By all accounts, Jacqueline Kennedy was a quiet woman. Elegant and stately, she rarely had an unkind word or complaint to utter. Her aptitude for exhibiting grace under pressure set an example for all of her admirers. Even 20 years after her death, interest in the former First Lady has not waned. Interestingly, the world has now been afforded an opportunity to get a more intimate glance into the heart and mind of Jacqueline Kennedy.
More than 30 letters recently surfaced that reveal a loving and intimate relationship between Kennedy and Father Joseph Leonard. The two began their friendship in 1950, when a young Jacqueline Bouvier spent a summer touring Europe with her step-brother, Hugh Dudley Auchincloss III. Father Leonard was a priest at All Hallows College in Dublin, Ireland. W.S. Lewis, Jackie’s step-uncle was a long-time friend of Father Leonard and he recommended that the two young people meet him.
During subsequent trips, Jackie made several visits to her new friend. Auchincloss recalled that she adored the tales he told about the castles and kings of Ireland. Jackie and Father Leonard got on quite well and had wonderful conversations. When she got back to the states, they began corresponding through letters.
Over the years, Kennedy shared some surprising insights with Father Leonard. When her husband, John F. Kennedy, was assassinated in Dallas, Texas in 1963, she admitted to having some doubts about her faith. A few months after his death, she shared that she was feeling bitter toward God. She tried to reason it out, saying that perhaps the meaning of her husband’s early demise was to demonstrate how much a man like him was needed in the world. However, this idea struck her as strange. She said that God would have some explaining to do if that was His reason for taking her husband away from her. It is easy to get a sense of the struggle between Kennedy’s heart and mind at such a difficult time in her life.
In another letter, Jackie describes Rose Kennedy, as perhaps not being very smart. She assessed that her mother-in-law, rather than read a book, would choose to say a rosary. During the early years of her marriage, she wrote of her concern that her husband would turn out as her father had. She knew that the senior Bouvier had a wandering eye. Maybe she even sensed that in her husband, too.

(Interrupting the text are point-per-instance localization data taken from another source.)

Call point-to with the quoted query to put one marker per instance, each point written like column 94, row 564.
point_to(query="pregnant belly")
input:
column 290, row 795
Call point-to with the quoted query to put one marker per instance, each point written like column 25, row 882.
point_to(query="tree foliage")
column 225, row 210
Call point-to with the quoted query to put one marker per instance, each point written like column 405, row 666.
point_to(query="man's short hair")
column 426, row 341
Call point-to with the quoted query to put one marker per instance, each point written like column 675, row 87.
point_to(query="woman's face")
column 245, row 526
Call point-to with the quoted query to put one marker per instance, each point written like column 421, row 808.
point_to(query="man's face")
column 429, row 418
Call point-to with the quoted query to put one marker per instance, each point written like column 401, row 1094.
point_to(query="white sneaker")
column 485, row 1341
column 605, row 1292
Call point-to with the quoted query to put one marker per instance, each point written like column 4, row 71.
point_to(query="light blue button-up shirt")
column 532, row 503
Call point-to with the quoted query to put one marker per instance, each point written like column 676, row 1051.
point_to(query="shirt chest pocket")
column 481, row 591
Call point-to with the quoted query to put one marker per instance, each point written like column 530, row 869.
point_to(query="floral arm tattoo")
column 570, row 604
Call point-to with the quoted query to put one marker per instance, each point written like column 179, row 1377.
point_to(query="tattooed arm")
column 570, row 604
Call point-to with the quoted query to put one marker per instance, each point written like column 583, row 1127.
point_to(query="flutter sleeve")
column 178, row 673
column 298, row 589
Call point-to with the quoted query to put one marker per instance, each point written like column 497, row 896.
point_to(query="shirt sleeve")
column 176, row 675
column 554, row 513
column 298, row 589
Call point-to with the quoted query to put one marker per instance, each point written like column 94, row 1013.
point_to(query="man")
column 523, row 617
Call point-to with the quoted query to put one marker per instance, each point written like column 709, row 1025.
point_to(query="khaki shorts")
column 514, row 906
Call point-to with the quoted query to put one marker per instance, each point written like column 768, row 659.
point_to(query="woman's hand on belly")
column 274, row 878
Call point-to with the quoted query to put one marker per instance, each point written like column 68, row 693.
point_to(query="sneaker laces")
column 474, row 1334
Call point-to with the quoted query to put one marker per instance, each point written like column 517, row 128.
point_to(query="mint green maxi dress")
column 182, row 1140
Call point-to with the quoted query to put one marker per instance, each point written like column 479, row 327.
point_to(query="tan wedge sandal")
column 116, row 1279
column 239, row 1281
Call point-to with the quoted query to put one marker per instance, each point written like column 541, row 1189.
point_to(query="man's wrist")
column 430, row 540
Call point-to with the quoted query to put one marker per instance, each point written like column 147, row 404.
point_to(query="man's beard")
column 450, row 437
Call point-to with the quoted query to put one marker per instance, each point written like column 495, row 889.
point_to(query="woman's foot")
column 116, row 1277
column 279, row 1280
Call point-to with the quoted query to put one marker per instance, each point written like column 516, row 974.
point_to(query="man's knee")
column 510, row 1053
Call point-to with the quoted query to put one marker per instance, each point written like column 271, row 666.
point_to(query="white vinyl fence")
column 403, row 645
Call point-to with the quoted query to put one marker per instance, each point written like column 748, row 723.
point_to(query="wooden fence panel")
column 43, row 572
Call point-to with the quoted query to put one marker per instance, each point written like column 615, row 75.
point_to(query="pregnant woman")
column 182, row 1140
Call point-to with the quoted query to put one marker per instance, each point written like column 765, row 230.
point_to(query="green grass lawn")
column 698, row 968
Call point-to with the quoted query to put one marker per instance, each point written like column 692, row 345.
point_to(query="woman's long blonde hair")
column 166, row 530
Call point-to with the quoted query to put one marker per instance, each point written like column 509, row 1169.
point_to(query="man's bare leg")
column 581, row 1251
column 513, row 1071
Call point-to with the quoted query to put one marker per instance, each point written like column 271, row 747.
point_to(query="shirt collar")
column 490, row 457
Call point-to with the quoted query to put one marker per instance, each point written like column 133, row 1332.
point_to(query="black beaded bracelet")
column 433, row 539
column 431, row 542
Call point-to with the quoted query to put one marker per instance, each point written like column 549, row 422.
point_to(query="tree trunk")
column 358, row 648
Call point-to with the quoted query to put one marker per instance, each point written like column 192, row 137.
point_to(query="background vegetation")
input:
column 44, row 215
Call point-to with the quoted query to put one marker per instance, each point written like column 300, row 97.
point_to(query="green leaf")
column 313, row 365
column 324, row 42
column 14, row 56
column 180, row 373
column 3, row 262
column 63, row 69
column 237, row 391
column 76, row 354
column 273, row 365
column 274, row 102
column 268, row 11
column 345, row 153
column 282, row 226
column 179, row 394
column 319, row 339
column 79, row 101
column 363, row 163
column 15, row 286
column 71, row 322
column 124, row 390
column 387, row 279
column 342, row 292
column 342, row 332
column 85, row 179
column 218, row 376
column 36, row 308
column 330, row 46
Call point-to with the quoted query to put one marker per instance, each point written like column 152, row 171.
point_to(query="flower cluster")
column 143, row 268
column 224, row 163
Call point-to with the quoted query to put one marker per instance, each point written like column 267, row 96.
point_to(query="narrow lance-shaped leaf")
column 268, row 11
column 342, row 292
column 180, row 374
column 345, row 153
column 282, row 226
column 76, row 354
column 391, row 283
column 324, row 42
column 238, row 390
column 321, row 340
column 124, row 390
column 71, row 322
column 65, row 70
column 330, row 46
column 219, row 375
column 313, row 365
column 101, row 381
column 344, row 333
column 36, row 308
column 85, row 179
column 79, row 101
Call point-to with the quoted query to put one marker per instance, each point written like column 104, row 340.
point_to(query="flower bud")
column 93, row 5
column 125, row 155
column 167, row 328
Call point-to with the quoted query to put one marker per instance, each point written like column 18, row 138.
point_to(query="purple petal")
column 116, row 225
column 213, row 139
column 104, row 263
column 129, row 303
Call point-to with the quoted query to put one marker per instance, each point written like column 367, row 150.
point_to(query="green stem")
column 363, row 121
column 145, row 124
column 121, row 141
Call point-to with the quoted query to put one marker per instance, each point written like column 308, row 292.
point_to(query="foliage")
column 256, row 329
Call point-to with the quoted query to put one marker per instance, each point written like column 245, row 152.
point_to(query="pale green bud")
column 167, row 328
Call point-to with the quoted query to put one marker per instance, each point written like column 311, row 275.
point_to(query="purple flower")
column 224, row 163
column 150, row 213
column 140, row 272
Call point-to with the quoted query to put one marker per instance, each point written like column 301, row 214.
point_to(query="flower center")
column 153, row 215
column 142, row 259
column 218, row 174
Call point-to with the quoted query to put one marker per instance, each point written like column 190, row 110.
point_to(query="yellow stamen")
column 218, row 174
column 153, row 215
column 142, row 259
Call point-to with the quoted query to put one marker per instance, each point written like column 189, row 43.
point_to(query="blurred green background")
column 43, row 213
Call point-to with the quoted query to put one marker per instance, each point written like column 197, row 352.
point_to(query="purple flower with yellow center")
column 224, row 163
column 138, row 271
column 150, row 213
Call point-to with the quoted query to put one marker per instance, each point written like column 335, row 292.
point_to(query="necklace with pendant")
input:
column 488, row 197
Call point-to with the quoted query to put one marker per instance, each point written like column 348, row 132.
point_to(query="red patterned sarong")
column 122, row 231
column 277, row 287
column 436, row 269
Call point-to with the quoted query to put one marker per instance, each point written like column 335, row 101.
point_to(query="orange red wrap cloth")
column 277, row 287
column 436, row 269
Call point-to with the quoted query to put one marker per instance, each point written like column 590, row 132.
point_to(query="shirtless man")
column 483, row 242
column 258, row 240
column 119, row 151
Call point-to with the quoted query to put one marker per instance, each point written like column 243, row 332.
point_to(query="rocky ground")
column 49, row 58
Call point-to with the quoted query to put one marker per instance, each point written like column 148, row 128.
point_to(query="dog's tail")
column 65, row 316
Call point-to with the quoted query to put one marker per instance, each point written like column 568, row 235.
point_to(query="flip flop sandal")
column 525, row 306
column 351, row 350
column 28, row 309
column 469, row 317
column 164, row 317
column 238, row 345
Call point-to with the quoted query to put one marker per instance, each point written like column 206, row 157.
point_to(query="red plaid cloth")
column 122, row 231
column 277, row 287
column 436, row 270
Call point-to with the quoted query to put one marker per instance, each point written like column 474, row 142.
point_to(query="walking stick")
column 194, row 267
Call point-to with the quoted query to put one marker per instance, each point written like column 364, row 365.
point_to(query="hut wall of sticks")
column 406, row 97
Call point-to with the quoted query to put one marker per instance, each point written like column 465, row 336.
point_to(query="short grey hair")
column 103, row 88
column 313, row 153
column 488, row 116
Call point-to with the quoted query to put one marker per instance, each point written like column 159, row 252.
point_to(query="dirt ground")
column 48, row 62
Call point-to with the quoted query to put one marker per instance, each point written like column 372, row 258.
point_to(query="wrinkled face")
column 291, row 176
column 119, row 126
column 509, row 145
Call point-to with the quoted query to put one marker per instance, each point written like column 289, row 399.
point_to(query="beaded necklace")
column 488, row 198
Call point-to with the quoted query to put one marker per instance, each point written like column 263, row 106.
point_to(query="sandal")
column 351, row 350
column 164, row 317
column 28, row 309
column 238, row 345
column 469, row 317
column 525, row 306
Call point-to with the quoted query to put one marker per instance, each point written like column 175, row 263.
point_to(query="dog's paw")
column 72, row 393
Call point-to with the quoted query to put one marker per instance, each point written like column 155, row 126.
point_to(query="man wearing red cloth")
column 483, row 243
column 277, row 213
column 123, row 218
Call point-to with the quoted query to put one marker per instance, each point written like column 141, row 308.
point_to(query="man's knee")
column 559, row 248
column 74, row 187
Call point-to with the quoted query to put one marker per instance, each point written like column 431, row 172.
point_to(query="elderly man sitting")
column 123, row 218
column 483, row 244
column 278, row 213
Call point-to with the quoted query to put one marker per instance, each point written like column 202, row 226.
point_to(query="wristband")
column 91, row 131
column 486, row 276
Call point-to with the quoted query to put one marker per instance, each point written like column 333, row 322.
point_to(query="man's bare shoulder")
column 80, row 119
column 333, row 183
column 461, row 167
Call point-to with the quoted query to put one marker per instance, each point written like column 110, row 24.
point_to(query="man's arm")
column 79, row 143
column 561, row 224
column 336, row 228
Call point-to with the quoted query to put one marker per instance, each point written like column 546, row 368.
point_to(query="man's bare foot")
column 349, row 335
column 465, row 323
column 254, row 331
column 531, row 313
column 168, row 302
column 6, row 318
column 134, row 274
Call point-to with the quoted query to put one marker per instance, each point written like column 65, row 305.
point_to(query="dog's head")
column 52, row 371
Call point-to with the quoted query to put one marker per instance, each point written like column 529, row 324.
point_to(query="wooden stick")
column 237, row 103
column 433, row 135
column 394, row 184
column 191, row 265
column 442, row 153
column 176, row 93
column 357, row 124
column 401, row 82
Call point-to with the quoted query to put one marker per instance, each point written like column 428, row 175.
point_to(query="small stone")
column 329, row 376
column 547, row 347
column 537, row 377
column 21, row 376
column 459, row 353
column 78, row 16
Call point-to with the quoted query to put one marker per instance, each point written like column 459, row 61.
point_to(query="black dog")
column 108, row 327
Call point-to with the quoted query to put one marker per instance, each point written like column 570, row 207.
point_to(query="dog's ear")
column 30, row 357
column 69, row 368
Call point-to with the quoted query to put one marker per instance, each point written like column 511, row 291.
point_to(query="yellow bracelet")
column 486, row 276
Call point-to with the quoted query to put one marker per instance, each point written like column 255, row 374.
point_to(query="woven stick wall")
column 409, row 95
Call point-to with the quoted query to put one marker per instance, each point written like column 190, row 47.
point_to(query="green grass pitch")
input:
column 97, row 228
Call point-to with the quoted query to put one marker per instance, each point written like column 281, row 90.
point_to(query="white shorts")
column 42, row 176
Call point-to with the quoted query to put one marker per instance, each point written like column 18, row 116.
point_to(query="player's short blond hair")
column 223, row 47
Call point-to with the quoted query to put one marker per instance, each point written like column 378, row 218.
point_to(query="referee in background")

Jackie expressed gratitude for her older pen pal’s wisdom and experience and for helping to mold her. She even called herself a “willing piece of putty.” In one letter, she told Father Leonard how good it was for her to write these thoughts and feelings, getting them off of her chest. The two friends exchanged letters and books for about 15 years. In a drawer, in Dublin, the letters sat for decades.
Jacqueline Kennedy’s newborn son, Patrick, died in August of 1963, her husband in November that same year, and her dear friend, Father Joseph Leonard, in 1964. To have had three such tremendous losses so close to one another must have been anguishing. However, she continued to carry herself with grace and dignity. If Jackie’s heart was breaking and her mind was numbed, she never let on. Father Leonard, in a letter he wrote to Jackie after her husband’s death, told her that she gave women the world over an ideal representation of the Valiant Woman. That is still true today.